Former authors, it was seen, have advanced the theories of an American origin of the Eskimo. This could only mean that he developed from the American Indian. And such a development would imply physical and hereditary changes at least as great as those indicated in the preceding paragraphs, and in less time. A differentiation commenced well back in Asia, geographically and chronologically, and advancing, to its present limits, in America would seem the more probable.
An origin of the Eskimo in Europe, during the last glacial invasion, would not only push into the hazy far past the same changes as here dealt with, but it would at the same time fail to explain the physical differences within the Eskimo group, and deny any substantial changes in him during the long time of his migration toward the American northern coasts.
Figure 29.—Probable movements of people from northeastern Asia to Alaska and in Alaska. (A. Hrdlička)
Absolute proofs of the origin of the Eskimo, as of that of the various strains of the Indians, are hardly to be expected. Such origins are so gradual and insidious that they would escape detection even if watched for while occurring; they are noticed only after sufficient differences have developed and become established, which takes generations. The solving of racial origins must depend on sound scientific induction.
Such induction may not yet be fully possible in the case of the Eskimo. The evidence is not yet complete. But with the present and other most recent data there is enough on hand for substantial indications. The evidence shows that barring some irregularities, due possibly to later intrusions or refluxes, the farther east in the Eskimo territory the observer proceeds the more highly differentiated and divergent the Eskimo becomes, and there is a greater gap between him and his Indian neighbors, as well as other races. Proceeding from the east westward, conditions are reversed. In general the farther west we proceed the less exceptional on the whole the Eskimo becomes and the more he approximates the Indian, particularly the Indian of Alaska and the northwest coast. As this can not, in the light of present evidence, be attributed alone to mixture, it is plain that if it were possible to proceed a few steps farther in this direction the differences between the Eskimo and the Indian would fade out so that a distinction between the two would become difficult if not impossible.
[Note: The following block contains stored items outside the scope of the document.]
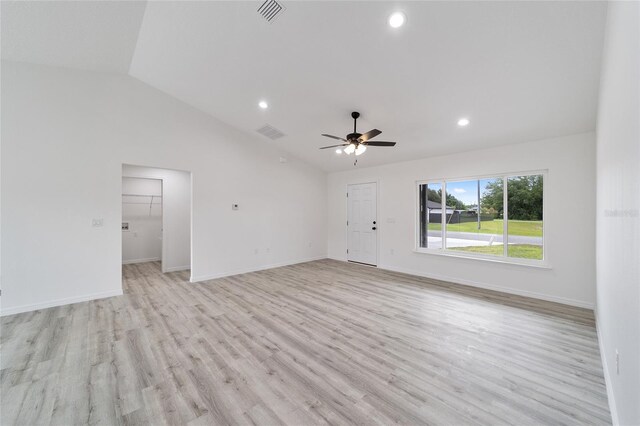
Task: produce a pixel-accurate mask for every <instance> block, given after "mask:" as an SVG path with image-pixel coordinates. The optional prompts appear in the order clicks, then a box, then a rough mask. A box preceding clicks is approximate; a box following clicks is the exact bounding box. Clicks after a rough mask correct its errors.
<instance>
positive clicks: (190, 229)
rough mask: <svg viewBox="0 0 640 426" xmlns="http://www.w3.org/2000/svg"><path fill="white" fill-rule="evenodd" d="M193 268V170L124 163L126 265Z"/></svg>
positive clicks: (123, 220) (172, 271)
mask: <svg viewBox="0 0 640 426" xmlns="http://www.w3.org/2000/svg"><path fill="white" fill-rule="evenodd" d="M141 263H149V264H150V266H152V267H153V268H158V269H161V271H162V272H163V273H166V272H176V271H184V270H190V269H191V173H190V172H187V171H181V170H170V169H161V168H155V167H145V166H134V165H128V164H125V165H123V166H122V264H123V265H128V264H141Z"/></svg>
The facts point, therefore, to an original identity of the source from which were derived the Indian, more particularly his latest branches, and the Eskimo, and to the identification of this source with the palaeo-Asiatic yellow-brown people of lower northern Asia. The differentiation of the Eskimo from this source must have proceeded over a fairly long time, and probably started already it would seem on the northern coasts of Asia, where conditions were present capable of beginning to shape him into an Eskimo; to be carried on since in the Bering Sea area and especially in the Seward Peninsula and farther northward and eastward. In a larger sense the cradle of the Eskimo, therefore, while starting probably in northeast Asia, covered in reality a much vaster region, extending from northern Asia and the Bering Sea to the far American Arctic.